第10話
ロジャー様は大声をあげて、私の肩を揺さぶりました。
「どうしたんだ!どうしたんだその顔は!あの傷は、あの美しい傷はどこへやった!君は本当にアンナなのか!?」
「ロジャー様?」
喜んでくださるはずだった。そのはずでした。
「私、私は、確かにアンナです。あの傷が、嫌で……」
私はカインツ夫人とのこと、今までの1週間のことを話しました。ロジャー様の顔色は、やがて紙のように白く、青く、土気色に変わっていきました。
「ああ、ああ、あ、あ、あ」
彼は私の前で崩れ落ちました。
「ああああああアンナ、アンナ、アンナ。死んでしまったのか。僕の愛したアンナ。死んでしまった、死んでしまった、死んで、」
「私は生きてここにおります、ロジャー様、」
「その声で僕を呼ぶなぁ!!あ、あああ、アンナ、アンナァ!!!!!!!!!」
私は混乱の最中におりました。レニが飛んできて、彼を宥めようとしますが、かえって逆効果でした。彼は徐々に彼の中にある絶望の淵に追い詰められていきました。

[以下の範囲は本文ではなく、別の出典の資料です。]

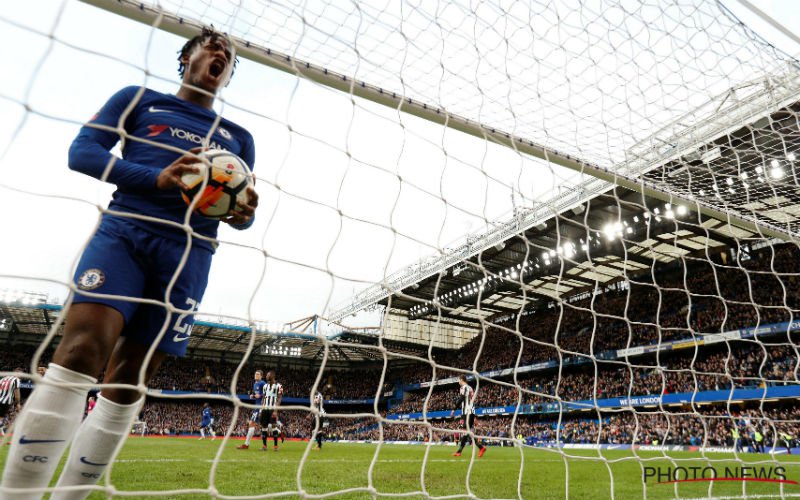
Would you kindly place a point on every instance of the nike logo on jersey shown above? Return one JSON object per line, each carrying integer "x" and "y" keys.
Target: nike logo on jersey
{"x": 83, "y": 459}
{"x": 154, "y": 109}
{"x": 24, "y": 440}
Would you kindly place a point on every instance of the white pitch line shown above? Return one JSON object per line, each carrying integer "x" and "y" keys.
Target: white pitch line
{"x": 315, "y": 460}
{"x": 748, "y": 497}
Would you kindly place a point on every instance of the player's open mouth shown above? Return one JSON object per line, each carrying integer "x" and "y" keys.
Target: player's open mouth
{"x": 217, "y": 68}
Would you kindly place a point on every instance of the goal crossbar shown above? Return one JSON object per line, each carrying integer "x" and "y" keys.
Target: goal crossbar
{"x": 631, "y": 178}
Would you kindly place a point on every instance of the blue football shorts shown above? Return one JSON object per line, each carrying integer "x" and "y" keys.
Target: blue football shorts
{"x": 124, "y": 259}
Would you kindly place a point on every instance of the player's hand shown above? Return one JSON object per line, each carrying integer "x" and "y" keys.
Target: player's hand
{"x": 244, "y": 211}
{"x": 170, "y": 177}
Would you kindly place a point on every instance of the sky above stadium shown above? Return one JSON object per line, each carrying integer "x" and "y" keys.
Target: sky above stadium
{"x": 327, "y": 153}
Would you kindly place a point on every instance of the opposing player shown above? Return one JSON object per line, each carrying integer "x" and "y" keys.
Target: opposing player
{"x": 257, "y": 395}
{"x": 318, "y": 403}
{"x": 9, "y": 394}
{"x": 465, "y": 402}
{"x": 207, "y": 422}
{"x": 270, "y": 424}
{"x": 141, "y": 250}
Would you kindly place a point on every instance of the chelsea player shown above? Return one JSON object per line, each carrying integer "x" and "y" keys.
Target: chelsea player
{"x": 207, "y": 422}
{"x": 257, "y": 394}
{"x": 136, "y": 253}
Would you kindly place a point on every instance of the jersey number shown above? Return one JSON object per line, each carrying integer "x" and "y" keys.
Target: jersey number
{"x": 184, "y": 330}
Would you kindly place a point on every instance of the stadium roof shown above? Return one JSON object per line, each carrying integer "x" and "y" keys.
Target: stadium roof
{"x": 736, "y": 154}
{"x": 24, "y": 323}
{"x": 597, "y": 244}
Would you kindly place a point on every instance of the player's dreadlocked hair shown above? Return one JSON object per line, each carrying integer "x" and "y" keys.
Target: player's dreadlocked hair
{"x": 208, "y": 33}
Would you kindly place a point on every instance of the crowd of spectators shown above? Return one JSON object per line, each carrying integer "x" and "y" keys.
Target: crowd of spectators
{"x": 710, "y": 427}
{"x": 746, "y": 366}
{"x": 695, "y": 298}
{"x": 692, "y": 299}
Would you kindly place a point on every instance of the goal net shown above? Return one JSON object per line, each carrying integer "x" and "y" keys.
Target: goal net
{"x": 587, "y": 210}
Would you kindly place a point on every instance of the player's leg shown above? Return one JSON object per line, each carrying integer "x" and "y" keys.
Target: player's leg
{"x": 251, "y": 430}
{"x": 102, "y": 435}
{"x": 480, "y": 442}
{"x": 52, "y": 414}
{"x": 265, "y": 428}
{"x": 106, "y": 427}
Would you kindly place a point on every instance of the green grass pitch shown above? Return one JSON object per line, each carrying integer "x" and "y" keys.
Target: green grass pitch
{"x": 164, "y": 464}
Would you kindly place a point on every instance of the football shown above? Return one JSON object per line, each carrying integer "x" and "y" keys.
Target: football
{"x": 221, "y": 182}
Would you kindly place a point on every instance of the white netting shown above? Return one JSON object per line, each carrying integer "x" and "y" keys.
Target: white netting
{"x": 629, "y": 323}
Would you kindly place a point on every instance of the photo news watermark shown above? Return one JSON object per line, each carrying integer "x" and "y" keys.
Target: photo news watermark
{"x": 693, "y": 474}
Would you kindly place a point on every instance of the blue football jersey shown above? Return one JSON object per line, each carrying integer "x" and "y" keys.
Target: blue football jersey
{"x": 154, "y": 119}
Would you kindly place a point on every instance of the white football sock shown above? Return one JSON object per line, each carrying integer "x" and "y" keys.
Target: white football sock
{"x": 94, "y": 446}
{"x": 43, "y": 430}
{"x": 250, "y": 432}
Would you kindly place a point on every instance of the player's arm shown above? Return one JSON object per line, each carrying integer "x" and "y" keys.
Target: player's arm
{"x": 18, "y": 396}
{"x": 244, "y": 215}
{"x": 459, "y": 402}
{"x": 90, "y": 152}
{"x": 278, "y": 401}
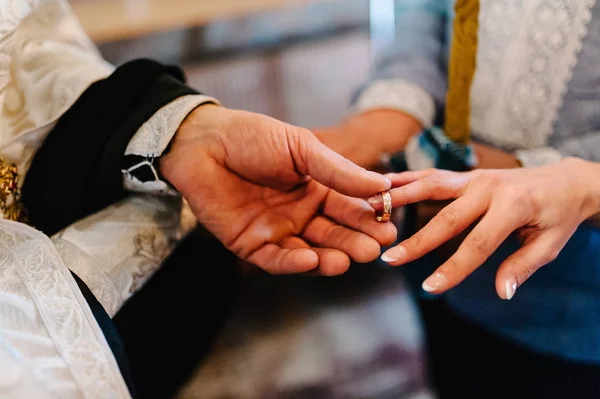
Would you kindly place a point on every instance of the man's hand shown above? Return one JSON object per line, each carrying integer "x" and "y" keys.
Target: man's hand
{"x": 543, "y": 205}
{"x": 488, "y": 158}
{"x": 364, "y": 138}
{"x": 266, "y": 190}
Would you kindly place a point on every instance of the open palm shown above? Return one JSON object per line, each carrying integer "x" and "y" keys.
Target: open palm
{"x": 272, "y": 193}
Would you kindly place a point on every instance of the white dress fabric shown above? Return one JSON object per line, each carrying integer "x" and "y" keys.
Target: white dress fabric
{"x": 526, "y": 57}
{"x": 50, "y": 343}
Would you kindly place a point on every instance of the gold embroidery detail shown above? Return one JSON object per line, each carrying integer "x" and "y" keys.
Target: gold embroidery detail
{"x": 461, "y": 69}
{"x": 10, "y": 194}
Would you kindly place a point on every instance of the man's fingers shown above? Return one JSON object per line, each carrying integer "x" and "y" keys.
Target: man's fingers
{"x": 448, "y": 223}
{"x": 477, "y": 247}
{"x": 404, "y": 178}
{"x": 277, "y": 260}
{"x": 436, "y": 186}
{"x": 315, "y": 159}
{"x": 518, "y": 267}
{"x": 332, "y": 262}
{"x": 328, "y": 234}
{"x": 356, "y": 214}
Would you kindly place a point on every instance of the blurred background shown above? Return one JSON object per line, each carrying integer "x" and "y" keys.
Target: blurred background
{"x": 296, "y": 60}
{"x": 351, "y": 337}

ロジャー様は、執務室のデスクに駆け寄り、その引き出しから黒光りするピストルを取り出しました。レニが咄嗟に私の前に出ます。
「旦那様!おやめください!アンナ様にも、アンナ様にも考えがあってのことでございます!」
「レニ!」
けれど彼にレニの言葉は届きませんでした。彼は涙を流しながら安全装置を外すと──それを、自らの顎に押し当てました。
「旦那様!!」
レニが悲鳴のような声を上げました。私はといえば、整えたばかりの顔に手を当てて、震えるしかありませんでした。
「アンナ。愛していた」
銃声。
それが彼の最期の言葉になりました。その後のことは、読者の皆さまの想像に難くないでしょう。

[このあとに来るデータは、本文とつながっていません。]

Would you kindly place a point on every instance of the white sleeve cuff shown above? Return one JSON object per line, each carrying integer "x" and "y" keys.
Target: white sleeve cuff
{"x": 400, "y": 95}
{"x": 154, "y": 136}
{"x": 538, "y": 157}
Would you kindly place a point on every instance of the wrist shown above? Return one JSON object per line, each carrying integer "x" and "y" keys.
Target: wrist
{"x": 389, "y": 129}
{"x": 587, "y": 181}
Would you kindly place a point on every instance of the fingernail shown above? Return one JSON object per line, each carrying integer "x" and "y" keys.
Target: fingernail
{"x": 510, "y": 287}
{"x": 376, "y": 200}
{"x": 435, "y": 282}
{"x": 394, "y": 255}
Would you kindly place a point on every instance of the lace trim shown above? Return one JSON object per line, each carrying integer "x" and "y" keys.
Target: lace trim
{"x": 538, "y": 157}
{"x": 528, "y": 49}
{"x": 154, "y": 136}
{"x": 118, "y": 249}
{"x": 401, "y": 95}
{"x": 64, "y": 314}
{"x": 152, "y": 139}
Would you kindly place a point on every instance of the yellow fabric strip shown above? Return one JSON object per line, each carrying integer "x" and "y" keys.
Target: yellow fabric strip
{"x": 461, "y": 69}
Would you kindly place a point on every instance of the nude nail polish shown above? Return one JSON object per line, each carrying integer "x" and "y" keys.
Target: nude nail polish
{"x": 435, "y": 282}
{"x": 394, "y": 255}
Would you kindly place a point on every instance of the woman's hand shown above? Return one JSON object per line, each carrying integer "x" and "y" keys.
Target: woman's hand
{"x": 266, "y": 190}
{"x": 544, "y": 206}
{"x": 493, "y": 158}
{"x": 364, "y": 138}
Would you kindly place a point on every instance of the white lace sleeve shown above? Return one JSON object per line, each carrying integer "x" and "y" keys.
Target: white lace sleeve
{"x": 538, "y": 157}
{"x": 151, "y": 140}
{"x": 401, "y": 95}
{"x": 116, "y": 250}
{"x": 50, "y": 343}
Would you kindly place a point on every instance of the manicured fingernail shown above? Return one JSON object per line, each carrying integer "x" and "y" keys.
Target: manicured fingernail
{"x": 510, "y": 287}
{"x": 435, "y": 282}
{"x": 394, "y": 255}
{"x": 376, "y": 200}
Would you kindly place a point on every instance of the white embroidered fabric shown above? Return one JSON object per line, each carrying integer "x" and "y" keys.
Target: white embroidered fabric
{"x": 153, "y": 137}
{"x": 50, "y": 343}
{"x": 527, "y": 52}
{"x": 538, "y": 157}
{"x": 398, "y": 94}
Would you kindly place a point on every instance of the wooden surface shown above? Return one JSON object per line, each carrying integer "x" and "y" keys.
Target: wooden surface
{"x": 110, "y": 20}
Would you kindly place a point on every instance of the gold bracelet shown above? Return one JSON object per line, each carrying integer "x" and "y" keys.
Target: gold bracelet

錯乱した私は顔をかきむしり、傷は開き、皮膚はちぎれ、以前より醜悪な顔になってしまいました。けれどもそんなのは瑣末なことでした。問題は愛する彼が死んでしまったこと、そして美しくなったはずの私を、命を絶ってまで拒んだことでした。どうして。どうしてどうしてどうしてどうしてどうして。
レニは泣きながら旦那様の亡骸に縋りつきました。本来私がそうすべきなのに、私は呆然と立ち尽くし、顔をぐしゃぐしゃにかきむしることしかできません。
メイド達が騒ぎを聞きつけてやってきます。その足音を、彼女達の悲鳴を聞きながら、私は悟ったのです。
愛されていたのは私ではなかった。
元からあの人が見ていたのは、私などではなかったのです。
神様。ああ、神様。どこで間違えたのでしょう?
転がっているピストルを拾い上げて、銃口に頭を押し当てて、躊躇いなく引きました。
かちり。
情けない音がしただけでした。
弾は、もとから一発しかなかったのです。
腹部がずきずきと痛み出しました。命が流れていく、と直感しました。私は泣き笑いました。笑い、泣きました。メイド達は私の顔を見て恐れおののき目を逸らしました。
それでも、それでも笑いは止まりませんでした。涙も止まりませんでした。
全てが、ここで終わる。それなのに、私の人生は情けなく続いていく──そんな気がしたから。